The Stochastically Perturbed Parametrisation Tendencies (SPPT) scheme is used at weather and climate forecasting centres worldwide to represent model uncertainty that arises from simplifications involved in the parametrisation process. It uses spatio-temporally correlated multiplicative noise to perturb the sum of the parametrised tendencies. However, SPPT does not distinguish between different parametrisation schemes, which do not necessarily have the same error characteristics. A generalisation to SPPT is proposed, whereby the tendency from each parametrisation scheme can be perturbed using an independent stochastic pattern. This acknowledges that the forecast errors arising from different parametrisations are not perfectly correlated. Two variations of this ‘independent SPPT’ (iSPPT) approach are tested in the Integrated Forecasting System (IFS). The first perturbs all parametrised tendencies independently while the second groups tendencies before perturbation. The iSPPT schemes lead to statistically significant improvements in forecast reliability in the tropics in medium range weather forecasts. This improvement can be attributed to a large, beneficial increase in ensemble spread in regions with significant convective activity. The iSPPT schemes also lead to improved forecast skill in the extra tropics for a set of cases in which the synoptic initial conditions were more likely to result in European ‘forecast busts’. Longer 13-month simulations are also considered to indicate the effect of iSPPT on the mean climate of the IFS.
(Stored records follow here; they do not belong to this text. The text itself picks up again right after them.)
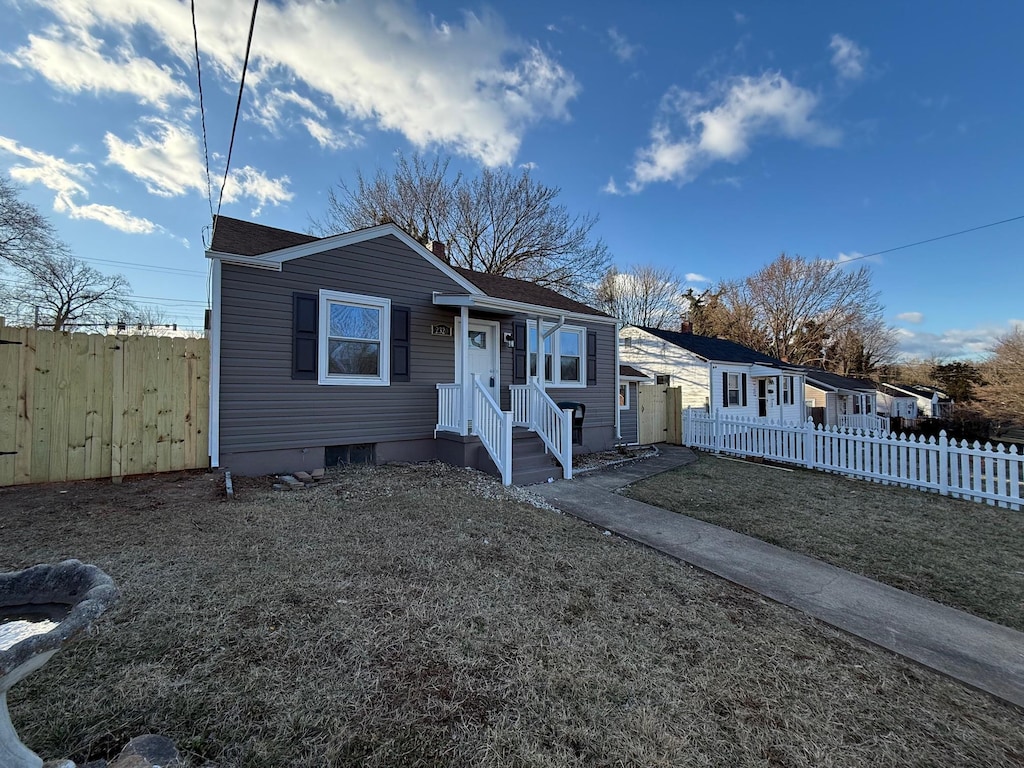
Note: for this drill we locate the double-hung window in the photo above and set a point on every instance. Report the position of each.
(562, 355)
(732, 389)
(786, 390)
(354, 339)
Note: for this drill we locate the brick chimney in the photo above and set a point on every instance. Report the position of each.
(437, 249)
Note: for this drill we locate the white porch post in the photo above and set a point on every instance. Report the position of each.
(464, 383)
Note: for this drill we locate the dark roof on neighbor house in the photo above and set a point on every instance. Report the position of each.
(833, 381)
(919, 390)
(713, 348)
(249, 239)
(625, 370)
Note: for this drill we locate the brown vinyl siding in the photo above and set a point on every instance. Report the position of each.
(263, 409)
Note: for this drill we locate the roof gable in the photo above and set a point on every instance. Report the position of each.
(269, 247)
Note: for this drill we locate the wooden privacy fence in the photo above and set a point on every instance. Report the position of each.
(658, 414)
(83, 406)
(976, 472)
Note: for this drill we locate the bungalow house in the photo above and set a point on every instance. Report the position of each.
(630, 380)
(841, 400)
(716, 374)
(931, 402)
(368, 346)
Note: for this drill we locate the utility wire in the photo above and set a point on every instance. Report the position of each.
(202, 113)
(238, 109)
(932, 240)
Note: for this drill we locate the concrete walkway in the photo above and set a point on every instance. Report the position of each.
(981, 653)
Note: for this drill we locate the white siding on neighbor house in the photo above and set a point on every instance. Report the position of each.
(700, 381)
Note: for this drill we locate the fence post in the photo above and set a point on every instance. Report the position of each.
(943, 463)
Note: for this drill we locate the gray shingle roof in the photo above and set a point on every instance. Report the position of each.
(713, 348)
(248, 239)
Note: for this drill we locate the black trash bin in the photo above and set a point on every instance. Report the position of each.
(579, 414)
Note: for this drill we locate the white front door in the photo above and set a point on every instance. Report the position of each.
(482, 357)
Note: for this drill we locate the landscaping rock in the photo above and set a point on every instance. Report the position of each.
(291, 481)
(148, 751)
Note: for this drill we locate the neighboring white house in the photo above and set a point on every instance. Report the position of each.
(716, 374)
(930, 401)
(844, 401)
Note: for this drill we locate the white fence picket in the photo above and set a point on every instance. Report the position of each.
(939, 465)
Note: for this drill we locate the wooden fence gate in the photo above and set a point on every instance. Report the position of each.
(84, 406)
(659, 414)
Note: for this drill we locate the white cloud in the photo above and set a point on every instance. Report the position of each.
(623, 48)
(954, 343)
(913, 317)
(74, 61)
(68, 181)
(611, 187)
(467, 85)
(849, 58)
(167, 160)
(248, 182)
(693, 130)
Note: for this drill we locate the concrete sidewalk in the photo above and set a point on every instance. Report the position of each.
(981, 653)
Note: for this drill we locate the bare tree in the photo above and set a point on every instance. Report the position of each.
(44, 284)
(643, 295)
(806, 311)
(499, 222)
(1001, 397)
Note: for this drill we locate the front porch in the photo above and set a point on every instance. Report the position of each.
(528, 443)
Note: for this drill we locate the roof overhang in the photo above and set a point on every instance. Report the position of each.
(507, 306)
(274, 259)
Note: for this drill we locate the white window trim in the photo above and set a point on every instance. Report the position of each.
(373, 302)
(556, 361)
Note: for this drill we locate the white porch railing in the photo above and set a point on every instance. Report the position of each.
(494, 427)
(534, 409)
(977, 472)
(864, 421)
(450, 409)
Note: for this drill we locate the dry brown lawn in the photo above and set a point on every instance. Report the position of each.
(423, 616)
(961, 553)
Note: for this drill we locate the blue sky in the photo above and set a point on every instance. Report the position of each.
(709, 137)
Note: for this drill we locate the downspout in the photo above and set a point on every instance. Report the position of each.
(214, 422)
(619, 413)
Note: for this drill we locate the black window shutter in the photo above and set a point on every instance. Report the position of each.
(400, 316)
(519, 352)
(305, 307)
(591, 357)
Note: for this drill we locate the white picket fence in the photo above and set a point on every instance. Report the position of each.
(976, 472)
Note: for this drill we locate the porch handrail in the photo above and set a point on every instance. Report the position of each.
(494, 427)
(554, 425)
(864, 421)
(450, 409)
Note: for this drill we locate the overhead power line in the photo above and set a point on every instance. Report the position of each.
(933, 240)
(238, 109)
(202, 114)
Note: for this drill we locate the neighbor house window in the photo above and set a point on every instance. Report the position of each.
(732, 388)
(562, 355)
(787, 390)
(353, 339)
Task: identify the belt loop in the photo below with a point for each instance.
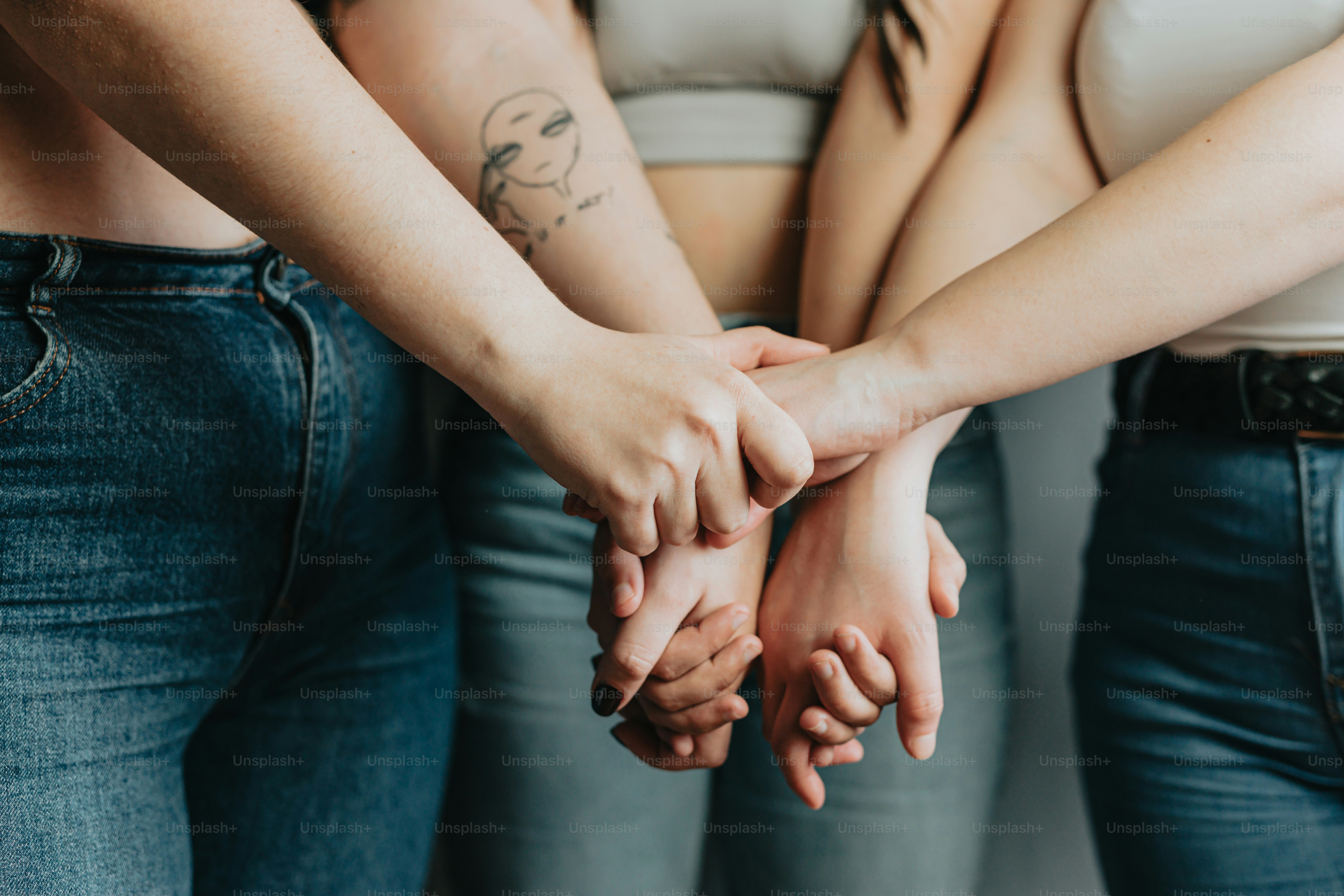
(271, 269)
(46, 289)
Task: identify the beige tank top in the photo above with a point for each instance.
(1148, 70)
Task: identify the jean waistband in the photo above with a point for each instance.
(105, 268)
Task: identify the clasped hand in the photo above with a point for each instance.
(847, 625)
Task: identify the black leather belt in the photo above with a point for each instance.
(1248, 394)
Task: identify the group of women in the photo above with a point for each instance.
(318, 477)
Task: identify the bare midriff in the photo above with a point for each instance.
(65, 171)
(741, 228)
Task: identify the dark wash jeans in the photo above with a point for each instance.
(228, 627)
(544, 801)
(1210, 664)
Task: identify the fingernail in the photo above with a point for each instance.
(923, 746)
(605, 700)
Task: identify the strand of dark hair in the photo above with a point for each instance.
(881, 13)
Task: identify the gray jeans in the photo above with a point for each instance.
(542, 800)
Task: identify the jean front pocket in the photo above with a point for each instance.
(34, 358)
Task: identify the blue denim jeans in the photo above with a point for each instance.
(544, 800)
(226, 609)
(1210, 663)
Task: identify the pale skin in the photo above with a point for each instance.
(894, 162)
(218, 140)
(890, 647)
(1048, 288)
(1057, 287)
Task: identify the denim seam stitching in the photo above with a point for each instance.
(38, 382)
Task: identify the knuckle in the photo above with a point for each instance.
(632, 660)
(923, 706)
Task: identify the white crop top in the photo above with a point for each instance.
(1148, 70)
(725, 81)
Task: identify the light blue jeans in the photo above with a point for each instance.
(226, 647)
(544, 800)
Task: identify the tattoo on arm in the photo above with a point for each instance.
(531, 144)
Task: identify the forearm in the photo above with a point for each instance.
(871, 163)
(1119, 275)
(444, 70)
(268, 126)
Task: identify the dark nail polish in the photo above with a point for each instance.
(605, 700)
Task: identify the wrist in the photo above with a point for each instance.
(912, 382)
(514, 370)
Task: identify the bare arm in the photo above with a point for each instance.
(1112, 277)
(588, 221)
(871, 163)
(632, 424)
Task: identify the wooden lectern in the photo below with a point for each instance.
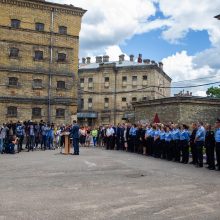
(67, 145)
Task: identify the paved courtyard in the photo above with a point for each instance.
(102, 184)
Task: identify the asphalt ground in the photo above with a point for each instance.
(100, 184)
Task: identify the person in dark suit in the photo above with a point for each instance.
(74, 131)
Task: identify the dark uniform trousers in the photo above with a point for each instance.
(217, 145)
(177, 150)
(210, 153)
(199, 150)
(185, 151)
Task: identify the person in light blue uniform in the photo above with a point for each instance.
(184, 143)
(168, 138)
(156, 146)
(217, 142)
(133, 134)
(162, 143)
(149, 136)
(176, 143)
(200, 142)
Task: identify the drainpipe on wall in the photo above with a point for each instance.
(50, 64)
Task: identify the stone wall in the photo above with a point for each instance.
(179, 110)
(25, 96)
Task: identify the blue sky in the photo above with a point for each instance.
(153, 46)
(183, 34)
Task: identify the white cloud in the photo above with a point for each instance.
(186, 72)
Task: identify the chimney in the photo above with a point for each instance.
(88, 60)
(98, 59)
(122, 58)
(106, 58)
(146, 61)
(140, 58)
(131, 58)
(161, 65)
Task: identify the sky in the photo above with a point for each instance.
(184, 35)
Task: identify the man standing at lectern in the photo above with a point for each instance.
(74, 131)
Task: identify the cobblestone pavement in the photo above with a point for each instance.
(102, 184)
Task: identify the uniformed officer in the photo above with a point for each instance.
(217, 142)
(200, 142)
(193, 145)
(184, 143)
(168, 138)
(210, 147)
(162, 142)
(176, 142)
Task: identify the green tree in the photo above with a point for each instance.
(213, 92)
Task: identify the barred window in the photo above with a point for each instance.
(134, 99)
(14, 52)
(12, 111)
(36, 112)
(124, 78)
(81, 103)
(134, 78)
(60, 112)
(13, 81)
(37, 83)
(90, 80)
(62, 30)
(61, 85)
(144, 77)
(123, 99)
(39, 26)
(106, 79)
(39, 55)
(61, 57)
(15, 23)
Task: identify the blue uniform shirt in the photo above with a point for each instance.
(133, 131)
(168, 136)
(147, 132)
(184, 135)
(200, 134)
(162, 135)
(176, 134)
(217, 135)
(156, 133)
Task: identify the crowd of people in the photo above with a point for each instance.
(30, 136)
(169, 141)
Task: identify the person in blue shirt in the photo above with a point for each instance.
(149, 136)
(184, 143)
(217, 142)
(168, 138)
(200, 142)
(162, 142)
(156, 146)
(133, 134)
(176, 142)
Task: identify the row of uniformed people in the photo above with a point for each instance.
(172, 142)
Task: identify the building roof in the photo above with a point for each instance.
(179, 99)
(125, 63)
(121, 64)
(66, 7)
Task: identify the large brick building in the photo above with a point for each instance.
(179, 109)
(107, 89)
(39, 44)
Stochastic parameterization: Towards a new view of weather and climate models

Bulletin of the American Meteorological Society American Meteorological Society 98:3 (2017) 565-588

Authors:

Judith Berner, Ulrich Achatz, Lauriane Batté, Lisa Bengtsson, Alvaro De la Cámara, Hannah M Christensen, Matteo Colangeli, Danielle RB Coleman, Daan Crommelin, Stamen I Dolaptchiev, Christian LE Franzke, Petra Friederichs, Peter Imkeller, Heikki Järvinen, Stephan Juricke, Vassili Kitsios, Francois Lott, Valerio Lucarini, S Mahajan, Timothy N Palmer, Cécile Penland, Mirjana Sakradzija, Jin-Song Von Storch, Antje Weisheimer, Michael Weniger

Abstract:

The last decade has seen the success of stochastic parameterizations in short-term, medium-range, and seasonal forecasts: operational weather centers now routinely use stochastic parameterization schemes to represent model inadequacy better and to improve the quantification of forecast uncertainty. Developed initially for numerical weather prediction, the inclusion of stochastic parameterizations not only provides better estimates of uncertainty, but it is also extremely promising for reducing long-standing climate biases and is relevant for determining the climate response to external forcing. This article highlights recent developments from different research groups that show that the stochastic representation of unresolved processes in the atmosphere, oceans, land surface, and cryosphere of comprehensive weather and climate models 1) gives rise to more reliable probabilistic forecasts of weather and climate and 2) reduces systematic model bias. We make a case that the use of mathematically stringent methods for the derivation of stochastic dynamic equations will lead to substantial improvements in our ability to accurately simulate weather and climate at all scales. Recent work in mathematics, statistical mechanics, and turbulence is reviewed; its relevance for the climate problem is demonstrated; and future research directions are outlined.